Hacker News new | ask | show | jobs
by justinsb 4988 days ago
AZs were supposed to be that unit of isolation, then when multiple AZs failed that shifted to be Regions; it seemed like a "blame the victim" mentality to me.

Given that AWS are running the same software across regions and have the same people & processes in place, and further that there's software that runs across regions (e.g. S3), I'd wager it's not long before we have a multi-region outage.
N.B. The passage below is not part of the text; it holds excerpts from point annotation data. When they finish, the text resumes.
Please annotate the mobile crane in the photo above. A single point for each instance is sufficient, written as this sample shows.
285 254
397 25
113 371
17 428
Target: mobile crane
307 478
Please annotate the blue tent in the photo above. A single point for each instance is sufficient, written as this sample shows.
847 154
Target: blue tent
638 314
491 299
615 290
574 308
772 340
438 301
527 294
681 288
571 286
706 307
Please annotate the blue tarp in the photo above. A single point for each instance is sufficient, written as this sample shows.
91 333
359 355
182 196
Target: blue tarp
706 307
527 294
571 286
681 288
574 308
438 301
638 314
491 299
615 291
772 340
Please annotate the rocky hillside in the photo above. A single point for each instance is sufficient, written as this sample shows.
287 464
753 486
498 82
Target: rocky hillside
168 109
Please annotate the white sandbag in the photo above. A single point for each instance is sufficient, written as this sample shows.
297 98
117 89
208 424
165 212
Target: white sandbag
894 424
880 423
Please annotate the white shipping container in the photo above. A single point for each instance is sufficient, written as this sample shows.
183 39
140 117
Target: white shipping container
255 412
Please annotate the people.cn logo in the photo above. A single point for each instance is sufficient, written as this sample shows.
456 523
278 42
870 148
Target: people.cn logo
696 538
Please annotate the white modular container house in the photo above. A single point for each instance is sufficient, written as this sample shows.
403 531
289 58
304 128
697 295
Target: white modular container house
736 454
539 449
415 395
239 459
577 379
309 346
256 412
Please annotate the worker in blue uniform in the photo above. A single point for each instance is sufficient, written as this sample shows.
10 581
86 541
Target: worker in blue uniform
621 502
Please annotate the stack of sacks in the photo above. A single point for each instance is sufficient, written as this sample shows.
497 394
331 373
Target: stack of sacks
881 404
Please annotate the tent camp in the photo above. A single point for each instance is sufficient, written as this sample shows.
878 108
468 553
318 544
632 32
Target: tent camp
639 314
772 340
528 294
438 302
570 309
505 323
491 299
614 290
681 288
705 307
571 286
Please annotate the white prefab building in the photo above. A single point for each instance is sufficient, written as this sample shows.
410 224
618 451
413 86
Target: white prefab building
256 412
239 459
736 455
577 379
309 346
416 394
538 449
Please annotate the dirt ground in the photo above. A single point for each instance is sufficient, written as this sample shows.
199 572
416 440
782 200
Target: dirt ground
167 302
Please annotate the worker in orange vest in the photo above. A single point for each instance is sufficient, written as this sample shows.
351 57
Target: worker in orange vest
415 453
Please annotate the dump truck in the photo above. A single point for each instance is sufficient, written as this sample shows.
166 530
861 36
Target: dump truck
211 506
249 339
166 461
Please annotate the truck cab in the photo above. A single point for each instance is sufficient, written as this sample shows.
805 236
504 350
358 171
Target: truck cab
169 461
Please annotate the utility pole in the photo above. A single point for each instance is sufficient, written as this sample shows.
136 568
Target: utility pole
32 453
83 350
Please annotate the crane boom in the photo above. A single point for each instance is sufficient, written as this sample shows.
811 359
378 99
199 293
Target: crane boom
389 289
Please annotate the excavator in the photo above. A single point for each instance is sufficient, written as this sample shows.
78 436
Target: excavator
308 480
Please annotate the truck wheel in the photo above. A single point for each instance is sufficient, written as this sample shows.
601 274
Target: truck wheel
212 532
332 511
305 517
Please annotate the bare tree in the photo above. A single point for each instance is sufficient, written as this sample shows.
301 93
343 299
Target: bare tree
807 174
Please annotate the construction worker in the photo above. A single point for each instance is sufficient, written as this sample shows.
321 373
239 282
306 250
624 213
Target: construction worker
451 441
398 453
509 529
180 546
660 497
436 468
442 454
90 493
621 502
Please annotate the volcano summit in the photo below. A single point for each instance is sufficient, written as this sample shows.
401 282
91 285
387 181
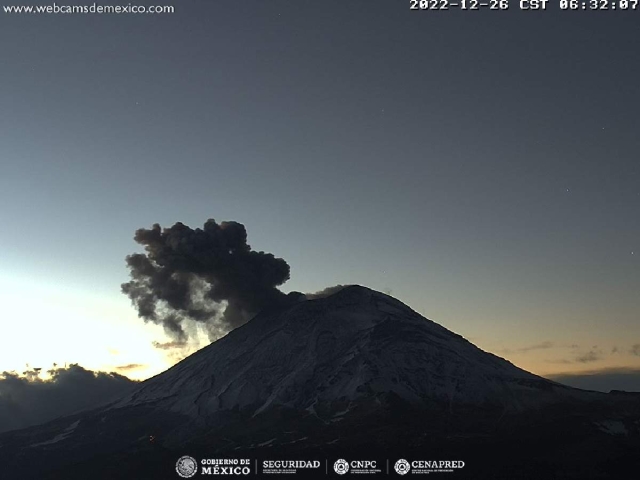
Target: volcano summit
356 373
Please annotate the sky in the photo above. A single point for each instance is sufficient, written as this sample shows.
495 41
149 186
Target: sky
480 166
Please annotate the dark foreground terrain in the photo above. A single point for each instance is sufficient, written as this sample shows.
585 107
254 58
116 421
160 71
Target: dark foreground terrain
357 376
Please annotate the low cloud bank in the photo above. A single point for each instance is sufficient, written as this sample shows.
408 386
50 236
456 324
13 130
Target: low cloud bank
605 380
27 399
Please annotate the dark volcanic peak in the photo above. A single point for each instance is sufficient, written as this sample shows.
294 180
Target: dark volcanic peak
354 345
353 373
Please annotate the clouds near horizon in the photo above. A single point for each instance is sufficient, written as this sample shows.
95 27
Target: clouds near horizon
26 399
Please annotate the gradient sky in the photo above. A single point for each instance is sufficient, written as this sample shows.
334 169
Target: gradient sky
482 167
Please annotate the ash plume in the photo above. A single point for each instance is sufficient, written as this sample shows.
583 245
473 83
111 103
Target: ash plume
209 276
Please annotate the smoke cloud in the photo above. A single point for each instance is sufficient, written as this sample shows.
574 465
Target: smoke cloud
209 276
27 399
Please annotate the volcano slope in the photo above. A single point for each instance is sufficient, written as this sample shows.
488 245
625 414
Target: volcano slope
357 374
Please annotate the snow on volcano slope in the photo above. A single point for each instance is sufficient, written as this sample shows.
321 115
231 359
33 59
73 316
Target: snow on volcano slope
355 344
Finally, some of the multi-AZ problems in the past were compounded because as one AZ went down everyone hammered the other AZs, taking out the APIs at least. That's when everyone believed that AZs were isolated. Now that people know that's not the case, those same systems are going to be hammering across multiple regions.

2 comments

Perhaps you misread/misinterpreted the level of isolation that AZs provided.

AZs are physically separate data centers. They are protected from fires, flooding, physical disasters. BUT they do share some common components which allow you to do things like shift EIPs between AZs, snapshots, security groups, etc. (Source: http://aws.amazon.com/ec2/faqs/#How_isolated_are_Availabilit...)
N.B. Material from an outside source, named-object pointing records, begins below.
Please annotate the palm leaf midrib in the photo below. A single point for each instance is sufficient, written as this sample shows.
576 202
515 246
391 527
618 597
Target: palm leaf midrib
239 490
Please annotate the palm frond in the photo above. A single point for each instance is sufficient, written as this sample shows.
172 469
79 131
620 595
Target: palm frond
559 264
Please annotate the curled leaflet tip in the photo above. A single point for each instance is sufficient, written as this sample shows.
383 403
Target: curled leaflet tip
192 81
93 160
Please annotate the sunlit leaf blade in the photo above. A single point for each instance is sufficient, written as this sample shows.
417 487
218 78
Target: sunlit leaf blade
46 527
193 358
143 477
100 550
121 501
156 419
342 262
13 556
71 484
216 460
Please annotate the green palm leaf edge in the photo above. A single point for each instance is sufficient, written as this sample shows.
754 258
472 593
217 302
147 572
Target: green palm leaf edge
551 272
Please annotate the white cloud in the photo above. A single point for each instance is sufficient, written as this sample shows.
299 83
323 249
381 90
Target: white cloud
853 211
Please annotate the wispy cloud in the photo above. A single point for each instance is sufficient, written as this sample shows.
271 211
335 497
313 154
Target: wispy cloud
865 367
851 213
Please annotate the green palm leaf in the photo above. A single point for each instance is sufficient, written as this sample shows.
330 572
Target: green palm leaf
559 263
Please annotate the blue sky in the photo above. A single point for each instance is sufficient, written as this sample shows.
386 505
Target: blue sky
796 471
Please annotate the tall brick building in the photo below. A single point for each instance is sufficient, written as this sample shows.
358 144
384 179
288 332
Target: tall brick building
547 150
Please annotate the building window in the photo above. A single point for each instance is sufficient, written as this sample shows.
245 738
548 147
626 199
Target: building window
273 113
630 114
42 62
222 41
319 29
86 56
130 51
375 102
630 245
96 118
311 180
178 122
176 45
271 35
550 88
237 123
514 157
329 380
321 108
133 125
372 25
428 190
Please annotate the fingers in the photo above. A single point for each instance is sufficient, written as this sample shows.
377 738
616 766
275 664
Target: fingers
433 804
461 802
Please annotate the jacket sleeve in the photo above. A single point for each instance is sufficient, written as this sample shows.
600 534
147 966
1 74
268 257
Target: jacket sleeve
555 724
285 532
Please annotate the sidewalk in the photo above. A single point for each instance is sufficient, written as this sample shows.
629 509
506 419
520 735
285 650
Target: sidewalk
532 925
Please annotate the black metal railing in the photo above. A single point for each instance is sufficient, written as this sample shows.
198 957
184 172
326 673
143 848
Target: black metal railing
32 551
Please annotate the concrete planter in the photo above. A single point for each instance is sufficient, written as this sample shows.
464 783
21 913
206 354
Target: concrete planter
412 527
Regions on the other hand, are completely separate installations of every component of the AWS stack. You can verify this because no resources can be shared between Regions (snapshots, groups, EIPs etc). You can also verify this during an outage. IE: When the US-EAST-1 API becomes unresponsive (due to throttling), the US-WEST-1/2 are still available.

Regions are 100% independent of one another, both physically and also control plane wise. Also code pushes to regions for new features don't ever happen on the same day.
Source?

AZs were supposed to be independent; they aren't. Fool me one...

I used to work on the EC2 team. The regions are wholly independent of one another.
I hope you blog more of these practices then. AWS doesn't put this stuff in writing, which is very convenient for them when something goes wrong, but makes it nigh on impossible to build a reliable system on EC2.

I don't think it's an easy problem to solve, but to suggest that the regions won't go down together strikes me as "the Titanic is unsinkable" hubris. I hope the AWS team doesn't share your attitude :-)